Muscat: Large numbers of dead fish were found at Qurum beach on Wednesday morning.
The fish were discovered when an expat, among others, spotted the fish on the beach.“I was jogging on the beach this morning when I noticed a lot of dead fish on the beach. I decided to click a few pictures of them,” Tannu said.
Authorities have said this was caused by smaller fish slipping out of fishing nets and floating onto the beach.
“Some fishermen use large nets with big gaps that allow many smaller fish to be spilled onto the beach. They choose not to scoop up what is left behind.
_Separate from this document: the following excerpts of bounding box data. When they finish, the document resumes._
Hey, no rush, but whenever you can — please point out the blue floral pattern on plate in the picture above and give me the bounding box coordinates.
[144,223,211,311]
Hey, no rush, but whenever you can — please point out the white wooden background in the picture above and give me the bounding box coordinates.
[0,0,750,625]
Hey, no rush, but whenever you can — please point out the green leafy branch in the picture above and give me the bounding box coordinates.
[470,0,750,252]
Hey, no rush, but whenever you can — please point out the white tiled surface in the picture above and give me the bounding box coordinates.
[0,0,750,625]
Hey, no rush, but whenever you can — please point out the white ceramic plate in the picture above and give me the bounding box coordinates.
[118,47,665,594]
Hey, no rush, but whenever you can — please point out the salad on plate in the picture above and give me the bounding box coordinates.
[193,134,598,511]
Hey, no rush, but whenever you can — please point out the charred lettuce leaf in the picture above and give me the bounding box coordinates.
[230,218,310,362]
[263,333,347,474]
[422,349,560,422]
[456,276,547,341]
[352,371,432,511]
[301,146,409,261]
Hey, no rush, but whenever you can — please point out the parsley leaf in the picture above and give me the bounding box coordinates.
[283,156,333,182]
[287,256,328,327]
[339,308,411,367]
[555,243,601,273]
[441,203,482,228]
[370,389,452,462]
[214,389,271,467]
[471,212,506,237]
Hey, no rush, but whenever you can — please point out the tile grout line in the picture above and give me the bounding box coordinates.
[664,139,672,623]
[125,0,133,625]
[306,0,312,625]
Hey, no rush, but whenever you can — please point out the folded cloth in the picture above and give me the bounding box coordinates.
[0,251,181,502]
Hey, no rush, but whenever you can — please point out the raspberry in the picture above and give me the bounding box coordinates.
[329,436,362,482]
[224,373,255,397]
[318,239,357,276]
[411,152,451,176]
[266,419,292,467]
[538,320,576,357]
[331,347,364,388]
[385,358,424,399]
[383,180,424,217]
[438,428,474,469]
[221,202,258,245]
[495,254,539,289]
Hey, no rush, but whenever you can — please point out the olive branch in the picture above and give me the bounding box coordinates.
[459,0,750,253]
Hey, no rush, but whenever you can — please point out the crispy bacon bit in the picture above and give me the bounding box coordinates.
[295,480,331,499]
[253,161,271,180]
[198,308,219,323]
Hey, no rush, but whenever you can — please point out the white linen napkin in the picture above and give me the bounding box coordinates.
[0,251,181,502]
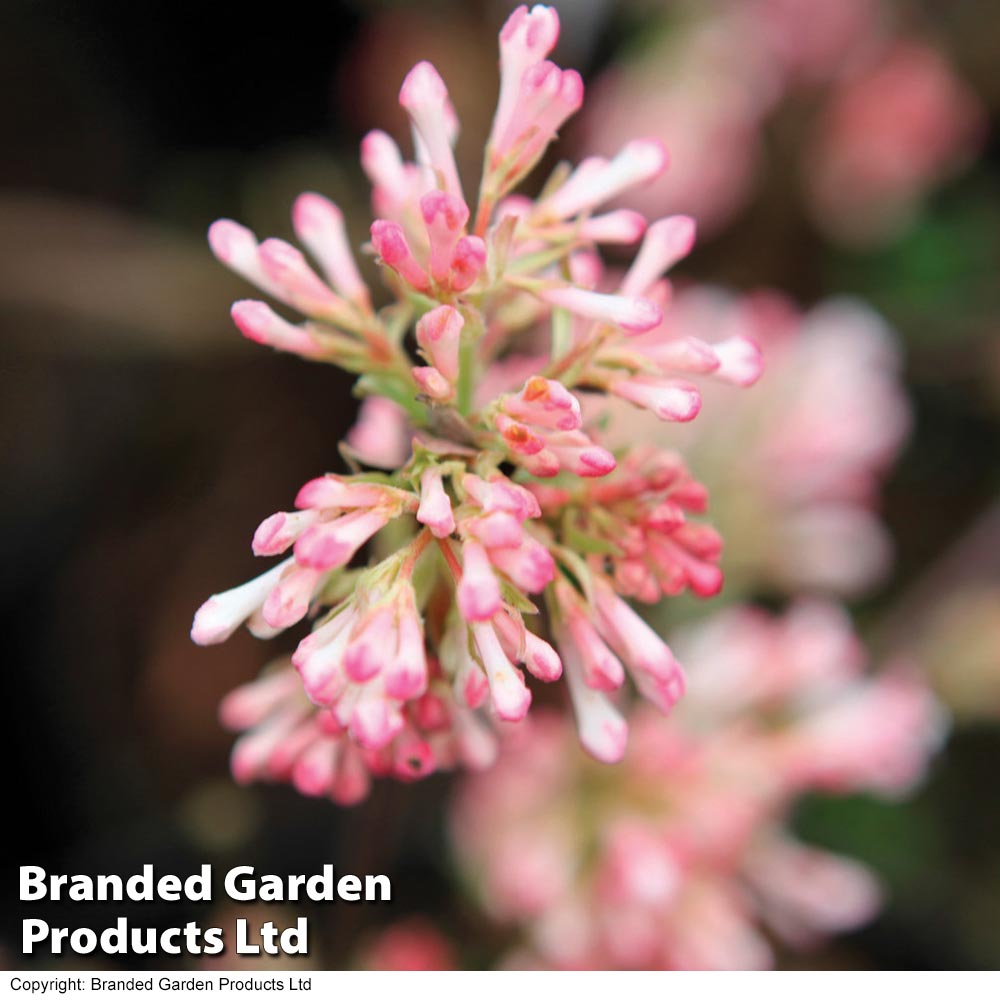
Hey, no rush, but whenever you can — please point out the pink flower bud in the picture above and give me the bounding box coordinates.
[420,191,469,284]
[350,694,404,750]
[541,139,667,219]
[610,375,701,422]
[490,5,559,146]
[295,508,391,570]
[490,538,556,594]
[712,336,764,386]
[471,621,531,722]
[417,306,465,382]
[538,285,663,333]
[417,467,455,538]
[500,375,583,431]
[410,366,455,403]
[619,215,695,295]
[371,219,430,292]
[580,209,646,246]
[450,236,486,292]
[558,633,628,764]
[191,559,292,646]
[253,510,319,556]
[292,192,369,307]
[263,565,323,628]
[457,539,500,622]
[257,238,345,316]
[399,62,462,198]
[230,299,326,358]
Furthermore, they can’t pick the fish up at that moment because nets are already filled with fish that are quite heavy, and they are supposed to drag the nets,” an official from the Ministry of Agriculture and Fisheries (MAF) said.
He added that fishing without legal permits and without proper fishing gear is illegal.“People are not allowed to fish without licence and they need the correct kinds of fishing nets, the kind that hold everything that they have caught, and do not spill anything. There are regulations that need to be met,” he said.
The MAF official said that leaving fish on the beach was also a pollution issue.“If fish are left on a beach for a long time, say a day or so, they decompose, and it causes an odour and pollution, too,”he added.
Earlier, the Ministry of Agriculture and Fisheries had disclosed that as many as 2,857 cases of violations of traditional fishing laws were registered in the Sultanate in 2017, compared with 1,931 cases in 2016, and the number is continuing to rise.
He added that the other problem that occurred in fishing was the bycatch, which refers to unwanted fish and other marine creatures trapped in fishing nets.
Fishermen want to catch certain species of fish that are popular among seafood lovers. However, they end up catching all sorts of fish, turtles, ray fish, and others.
Sometimes, they dump the marine creatures that they can’t sell on the beach. This causes a problem,” he said.
On March 24, dead stingrays were found by dozens of onlookers on a beach in Seeb. Muscat Municipality had cleared the beach of the dead marine creatures.
The official said that these stingrays were part of a bycatch that was discarded by fishermen.“They discard ray fish because of their low market price,” he added. Khaled Hashmi, an oceanographer at Sultan Qaboos University (SQU), agreed that bycatch being left on beaches remains a problem.